## Current Openings

If you are interested in exploring AI for VR/AR with us, and write your Bachelor or Master Thesis please contact Dr. Cristian Axenie (axenie@thi.de) or Prof. Thomas Grauschopf (thomas.grauschopf@thi.de).

**Neural Network Predictive Tracking System for VR Systems**

Problem description

The tracking devices are the main components for the VR systems. They interact with the system’s processing unit which computes the orientation of the user’s view point. Solutions for full-body tracking / motion capturing need a lot of cameras and are therefore expensive. Furthermore, the calibration process prior to usage is not trivial and highly time consuming. The tracking data are updated with a certain frequency and to ensure smooth movements prediction is crucial. Despite the multitude of algorithms for such a predictive tracking scenario, the performance is dictated by the underlying tracking system’s sampling rate and the noise and variance in the captured data. Moreover the types of motion that the user performs, being head or hand (controller) play an important role in determining which algorithm to use. The project proposes a neural network approach for predictive tracking. Such a neural network predictive tracker learns a generic relationship between motion and appearance. This approach doesn’t need to develop a complex mathematical model of the problem, i.e. the projection of 18D body motion coordinates (three translational coordinates which define the position and three rotational coordinates which define the orientation for each of the head and hand VR controllers) to 3D world coordinates. The mapping is performed by the neural network which behaves like a universal function approximator.

Tasks

- Program a data acquisition interface for logging the 18 degrees of freedom (DOF) as input from the VR controllers tracking system. These are six DOFs for the head and each of the hands.
- Investigate the design of deep neural networks for regression in multidimensional problems.
- Design and develop a novel position calibration using VR controllers data using deep artificial neural networks.
- Design a prediction model which uses the neural network calibration for tracking.
- Test and evaluate the learnt mapping against ground truth (i.e. camera tracking system).

Required skills

Strong programming experience, good mathematical skills, basic VR technologies, machine learning and algorithms.

Preferred field of study

BA/MA Computer Science, BA/MA Mechatronics(Robotics)
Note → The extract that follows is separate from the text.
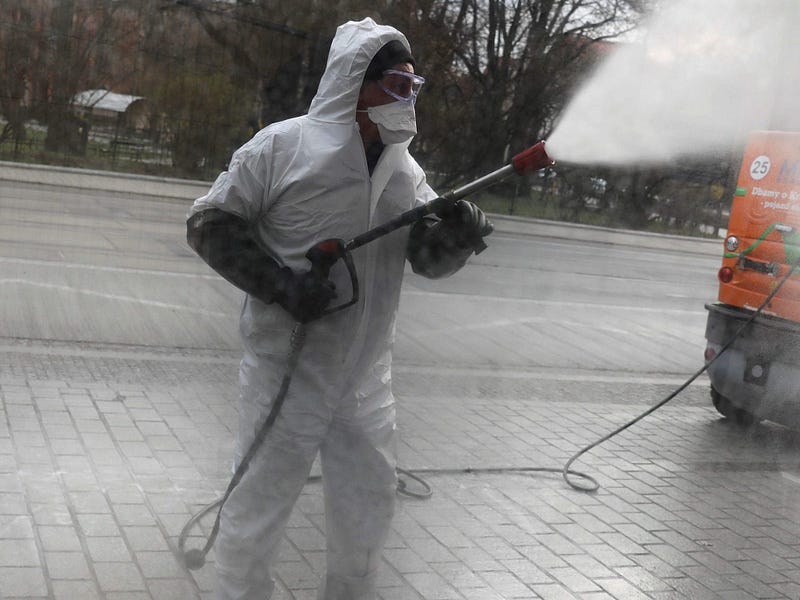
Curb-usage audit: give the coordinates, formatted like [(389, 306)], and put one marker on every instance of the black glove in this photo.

**Learning Inverse Kinematics for VR Avatars**

Problem description

In VR systems head and hands controllers are critical for motion estimation in reliable avatar construction. Inverse kinematics calculations offer the possibility to calculate poses for arm joints and upper body out of controllers’ positions. This data could be used for an improved avatar display. The problem of learning of inverse kinematics in VR avatars interactions is useful when the kinematics of the head or controllers are not accurately available, when Cartesian information is not available from camera coordinates, or when the computation complexity of analytical solutions becomes too high. The major obstacle in learning inverse kinematics is the fact that this representation has an infinite solution space. Thus the learning algorithm has to converge to a particular inverse and to make sure that this inverse is a valid solution. The project proposes a neural network learning approach for leaning the inverse kinematics mapping (i.e. the Jacobian). For the task of learning such a non-linear mapping among the combined position and joint angles to changes in joint angles (i.e. angular velocities) we investigate the use of a multi-layer deep neural network with a dedicated architecture capable of avoid kinematic singularities, using tracking data, which is always physically correct and will not demand impossible postures as can result from an ill-conditioned matrix inversion.

Tasks

- Investigate the basics of inverse kinematics calculation in VR systems.
- Investigate neural networks capabilities for function approximations.
- Design and implement a neural network learning system for Jacobian estimation.
- Test and evaluate the learnt mapping against ground truth (i.e. camera tracking system).

Required skills

Strong programming experience, mechanics and kinematics knowledge, basic VR technologies, machine learning and algorithms.

Preferred field of study

BA/MA Computer Science, BA/MA Mechatronics(Robotics)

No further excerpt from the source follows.